Hume also suggested: ‘If one avoids sugar completely the liver has to work overtime to produce glucose from fat and protein and this is unhealthy.’ This is incorrect. My colleagues and I have subsequently shown that liver glucose production from protein and fat (gluconeogenesis) is the same in people eating either high-carbohydrate or high-fat diets.37 Because the fat-adapted body is less reliant on glucose for metabolism, there is no need for the liver to ‘work overtime’ to produce glucose.
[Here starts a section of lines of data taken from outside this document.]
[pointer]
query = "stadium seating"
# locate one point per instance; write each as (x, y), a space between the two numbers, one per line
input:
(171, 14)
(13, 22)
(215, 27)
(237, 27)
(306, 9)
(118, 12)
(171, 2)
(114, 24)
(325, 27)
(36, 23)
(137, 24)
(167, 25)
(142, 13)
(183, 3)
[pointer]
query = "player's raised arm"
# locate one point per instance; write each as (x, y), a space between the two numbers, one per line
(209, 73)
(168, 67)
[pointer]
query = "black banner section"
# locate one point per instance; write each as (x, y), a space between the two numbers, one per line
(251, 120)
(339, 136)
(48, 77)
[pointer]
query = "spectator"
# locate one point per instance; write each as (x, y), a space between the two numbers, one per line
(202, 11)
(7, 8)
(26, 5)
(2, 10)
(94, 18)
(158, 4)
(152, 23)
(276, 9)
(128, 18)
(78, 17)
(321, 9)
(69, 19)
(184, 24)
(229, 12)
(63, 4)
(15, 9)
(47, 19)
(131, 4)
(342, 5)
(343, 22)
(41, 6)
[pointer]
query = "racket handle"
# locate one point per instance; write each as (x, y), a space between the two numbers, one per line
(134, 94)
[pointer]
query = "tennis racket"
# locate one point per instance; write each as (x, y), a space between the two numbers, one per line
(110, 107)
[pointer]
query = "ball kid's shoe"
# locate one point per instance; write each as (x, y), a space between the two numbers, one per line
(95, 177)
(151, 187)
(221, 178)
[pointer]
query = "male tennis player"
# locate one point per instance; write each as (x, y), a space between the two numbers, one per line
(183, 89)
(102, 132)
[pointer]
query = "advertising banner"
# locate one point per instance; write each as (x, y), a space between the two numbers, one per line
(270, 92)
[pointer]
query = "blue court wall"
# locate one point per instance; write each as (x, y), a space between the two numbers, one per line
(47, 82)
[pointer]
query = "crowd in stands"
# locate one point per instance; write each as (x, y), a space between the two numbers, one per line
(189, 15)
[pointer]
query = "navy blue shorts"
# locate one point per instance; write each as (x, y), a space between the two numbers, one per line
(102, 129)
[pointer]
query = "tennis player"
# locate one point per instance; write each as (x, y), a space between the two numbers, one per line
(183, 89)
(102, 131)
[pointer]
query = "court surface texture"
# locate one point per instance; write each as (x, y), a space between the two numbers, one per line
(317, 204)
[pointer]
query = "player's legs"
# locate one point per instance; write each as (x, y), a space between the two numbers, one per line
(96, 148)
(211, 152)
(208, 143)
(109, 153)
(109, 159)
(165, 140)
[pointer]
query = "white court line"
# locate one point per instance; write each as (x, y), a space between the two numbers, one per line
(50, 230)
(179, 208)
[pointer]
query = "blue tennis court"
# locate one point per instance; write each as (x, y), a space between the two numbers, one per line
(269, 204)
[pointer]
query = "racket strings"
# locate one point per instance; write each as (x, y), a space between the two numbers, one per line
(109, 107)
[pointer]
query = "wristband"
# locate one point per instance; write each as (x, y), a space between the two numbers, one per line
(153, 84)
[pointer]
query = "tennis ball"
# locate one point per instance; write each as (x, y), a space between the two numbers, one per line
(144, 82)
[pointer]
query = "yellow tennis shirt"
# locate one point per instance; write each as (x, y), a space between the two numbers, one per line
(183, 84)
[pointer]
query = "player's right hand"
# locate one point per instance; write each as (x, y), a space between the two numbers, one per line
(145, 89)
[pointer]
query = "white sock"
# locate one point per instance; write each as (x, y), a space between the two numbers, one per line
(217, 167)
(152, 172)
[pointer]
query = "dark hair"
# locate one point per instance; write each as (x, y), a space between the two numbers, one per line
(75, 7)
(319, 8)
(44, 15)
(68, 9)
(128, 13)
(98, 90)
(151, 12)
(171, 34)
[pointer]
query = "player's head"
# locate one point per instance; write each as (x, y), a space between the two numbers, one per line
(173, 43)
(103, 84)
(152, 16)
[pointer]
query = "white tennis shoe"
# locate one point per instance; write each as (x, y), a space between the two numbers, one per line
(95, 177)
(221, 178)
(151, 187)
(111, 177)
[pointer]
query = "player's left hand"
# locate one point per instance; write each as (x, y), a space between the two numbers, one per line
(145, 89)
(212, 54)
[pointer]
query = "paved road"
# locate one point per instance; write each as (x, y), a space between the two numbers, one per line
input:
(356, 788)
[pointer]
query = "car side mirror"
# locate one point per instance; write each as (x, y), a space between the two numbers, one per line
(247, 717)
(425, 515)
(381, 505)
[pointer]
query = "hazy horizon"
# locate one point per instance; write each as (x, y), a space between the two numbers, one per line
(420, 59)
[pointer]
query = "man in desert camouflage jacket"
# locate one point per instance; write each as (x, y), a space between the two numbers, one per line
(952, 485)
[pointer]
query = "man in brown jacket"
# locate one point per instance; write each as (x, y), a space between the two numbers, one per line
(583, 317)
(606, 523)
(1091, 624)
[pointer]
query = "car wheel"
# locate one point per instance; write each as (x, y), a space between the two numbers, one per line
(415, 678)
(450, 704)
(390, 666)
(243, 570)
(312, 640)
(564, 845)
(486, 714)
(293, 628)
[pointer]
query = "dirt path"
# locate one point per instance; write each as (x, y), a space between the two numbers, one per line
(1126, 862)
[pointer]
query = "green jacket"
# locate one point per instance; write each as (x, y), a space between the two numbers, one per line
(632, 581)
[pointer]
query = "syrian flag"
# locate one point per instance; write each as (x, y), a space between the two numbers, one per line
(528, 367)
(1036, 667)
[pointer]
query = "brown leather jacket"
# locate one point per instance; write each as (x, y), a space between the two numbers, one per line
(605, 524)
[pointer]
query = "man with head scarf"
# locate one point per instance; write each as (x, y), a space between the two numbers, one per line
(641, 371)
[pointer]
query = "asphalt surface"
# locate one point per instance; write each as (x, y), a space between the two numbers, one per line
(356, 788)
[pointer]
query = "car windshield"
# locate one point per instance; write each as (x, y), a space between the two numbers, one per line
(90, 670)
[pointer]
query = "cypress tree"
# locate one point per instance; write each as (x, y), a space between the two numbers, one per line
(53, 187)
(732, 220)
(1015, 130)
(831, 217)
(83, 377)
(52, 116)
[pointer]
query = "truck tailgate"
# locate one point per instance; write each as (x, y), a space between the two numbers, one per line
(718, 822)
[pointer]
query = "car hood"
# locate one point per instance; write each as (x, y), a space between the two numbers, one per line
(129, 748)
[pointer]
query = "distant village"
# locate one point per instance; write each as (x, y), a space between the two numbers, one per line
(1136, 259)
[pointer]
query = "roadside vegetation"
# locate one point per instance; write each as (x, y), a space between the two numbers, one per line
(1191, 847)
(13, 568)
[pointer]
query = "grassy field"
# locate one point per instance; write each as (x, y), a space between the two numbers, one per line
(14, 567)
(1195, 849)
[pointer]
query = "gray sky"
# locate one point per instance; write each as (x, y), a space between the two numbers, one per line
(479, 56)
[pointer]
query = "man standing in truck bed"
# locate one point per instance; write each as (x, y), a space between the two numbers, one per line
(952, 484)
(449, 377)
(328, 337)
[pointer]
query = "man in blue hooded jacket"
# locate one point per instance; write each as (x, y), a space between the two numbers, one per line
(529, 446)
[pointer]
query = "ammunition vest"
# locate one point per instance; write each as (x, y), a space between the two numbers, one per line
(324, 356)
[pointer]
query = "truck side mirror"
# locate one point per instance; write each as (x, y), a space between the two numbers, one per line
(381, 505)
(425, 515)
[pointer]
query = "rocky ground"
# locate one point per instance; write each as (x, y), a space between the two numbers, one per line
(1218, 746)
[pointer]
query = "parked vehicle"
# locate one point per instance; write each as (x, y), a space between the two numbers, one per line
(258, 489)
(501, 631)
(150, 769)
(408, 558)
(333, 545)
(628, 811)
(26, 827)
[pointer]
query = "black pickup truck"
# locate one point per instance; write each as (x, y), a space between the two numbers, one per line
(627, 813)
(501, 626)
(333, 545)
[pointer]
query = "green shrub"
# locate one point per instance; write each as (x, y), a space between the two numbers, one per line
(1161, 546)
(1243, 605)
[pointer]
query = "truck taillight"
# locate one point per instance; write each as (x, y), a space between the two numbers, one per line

In fact, the liver is working ‘less hard’. In reality, it is high-carbohydrate diets that damage the liver by causing NAFLD in those with IR.38 NAFLD causes the abnormal blood lipoprotein (lipid) profiles39 that, together with insulin and inflammation, cause arterial damage in people with IR and T2DM.40 Hume is therefore blaming the wrong macronutrient for causing bodily harm.
She also said that ‘a lack of carbohydrates means the brain can struggle to produce serotonin. A lack of serotonin can lead to symptoms of depression such as anxiety, sleep disturbances and sadness.’ Again, there is no published evidence to support this, because there is presently no method by which brain serotonin levels can be measured in living humans.